When I don’t know what to make, or I don’t have enough of any one component to make a whole necklace, I make what I call a sampler.  It’s not really a sampler per se, more like a charm quilt where every square is made from a different scrap of fabric.  But to me “charm necklace” still conjures up images of plastic charm necklaces from the 80s so I use the term “sampler.”

I digress.  I’m on a turquoise-copper-silver kick right now, so the latest addition to my Sedona line is this necklace.

It started with this pendant, which is a section of copper water pipe with a nugget of turquoise pinned on silver wire.

Pinning, in this case, is using a torch to ball the end of a wire, trapping something on it.  If you use a lame torch like the one on my bench that is really meant for caramelizing the top of crème brûlée, you might burn your stone before balling the wire.  Not that that ever happens to me.  (Note to self: Get the oxy/acetaline Little Torch out of the shed because it would be awesome at pinning.)  I have a habit of losing interest in a necklace once I finish the pendant, and then I just stick it on a chain and call a day.  Either that or my kids wake up from their naps and my creative streak is curtailed.  Anyway, I thought this pinned pipe pendant deserved something more than a chain, something more artful and creative, so I created the sampler necklace.  But then it became so busy and visually heavy that the pendant was better off being showcased on a chain.  And so I made a different pendant, slightly larger and plainer, for the sampler.

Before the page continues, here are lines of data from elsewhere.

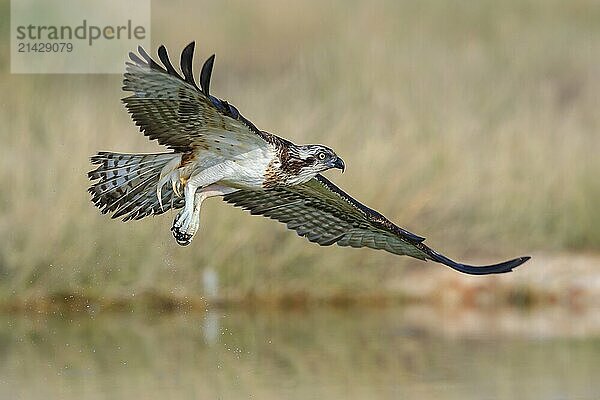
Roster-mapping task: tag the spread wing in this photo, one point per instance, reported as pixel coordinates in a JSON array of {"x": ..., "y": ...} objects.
[
  {"x": 172, "y": 109},
  {"x": 325, "y": 214}
]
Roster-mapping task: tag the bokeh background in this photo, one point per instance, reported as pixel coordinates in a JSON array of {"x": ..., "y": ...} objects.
[{"x": 474, "y": 124}]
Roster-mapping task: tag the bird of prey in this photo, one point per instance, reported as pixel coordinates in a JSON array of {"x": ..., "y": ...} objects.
[{"x": 215, "y": 151}]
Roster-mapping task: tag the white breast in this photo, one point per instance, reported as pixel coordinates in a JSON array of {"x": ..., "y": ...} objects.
[{"x": 240, "y": 169}]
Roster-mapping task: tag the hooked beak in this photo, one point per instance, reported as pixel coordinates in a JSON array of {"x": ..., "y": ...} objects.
[{"x": 339, "y": 164}]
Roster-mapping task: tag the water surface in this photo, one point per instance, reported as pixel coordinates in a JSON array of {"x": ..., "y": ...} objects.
[{"x": 410, "y": 353}]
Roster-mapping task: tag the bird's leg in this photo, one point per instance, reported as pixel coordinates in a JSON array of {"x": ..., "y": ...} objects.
[{"x": 184, "y": 231}]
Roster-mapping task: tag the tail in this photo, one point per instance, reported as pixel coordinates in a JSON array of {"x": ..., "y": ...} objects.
[{"x": 126, "y": 184}]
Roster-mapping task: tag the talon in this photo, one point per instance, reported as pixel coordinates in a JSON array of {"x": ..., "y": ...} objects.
[{"x": 182, "y": 238}]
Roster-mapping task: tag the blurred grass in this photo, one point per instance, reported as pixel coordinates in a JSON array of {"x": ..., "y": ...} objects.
[{"x": 474, "y": 124}]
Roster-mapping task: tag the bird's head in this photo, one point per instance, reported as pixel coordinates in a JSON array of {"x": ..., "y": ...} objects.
[{"x": 313, "y": 159}]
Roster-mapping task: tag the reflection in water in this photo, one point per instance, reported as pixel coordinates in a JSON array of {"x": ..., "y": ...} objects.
[{"x": 322, "y": 354}]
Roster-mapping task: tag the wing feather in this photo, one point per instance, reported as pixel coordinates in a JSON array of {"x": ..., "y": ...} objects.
[
  {"x": 173, "y": 110},
  {"x": 325, "y": 214}
]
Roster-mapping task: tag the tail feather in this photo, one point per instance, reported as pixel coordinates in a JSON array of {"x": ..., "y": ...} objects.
[{"x": 125, "y": 185}]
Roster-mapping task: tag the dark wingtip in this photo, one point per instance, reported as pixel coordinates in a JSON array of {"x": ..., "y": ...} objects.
[
  {"x": 186, "y": 63},
  {"x": 205, "y": 75},
  {"x": 164, "y": 58},
  {"x": 500, "y": 268}
]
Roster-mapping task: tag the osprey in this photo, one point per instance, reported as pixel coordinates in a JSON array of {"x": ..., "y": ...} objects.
[{"x": 215, "y": 151}]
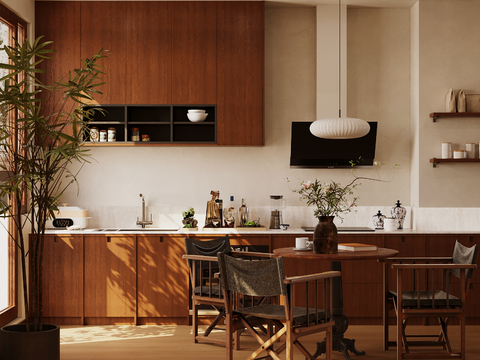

This picture was taken in my studio, and I purposefully didn’t crop out my tan line to prove (to my mother who reads this) that I have a dress on.  See that little swatch at the bottom edge?  Also in the background you can see my card catalogues, which make awesome bead-strand storage.  (My local library in Delaware went digital around the same time I was making jewelry there, so I taught beading at summer library camp in exchange for their old card catalogues.)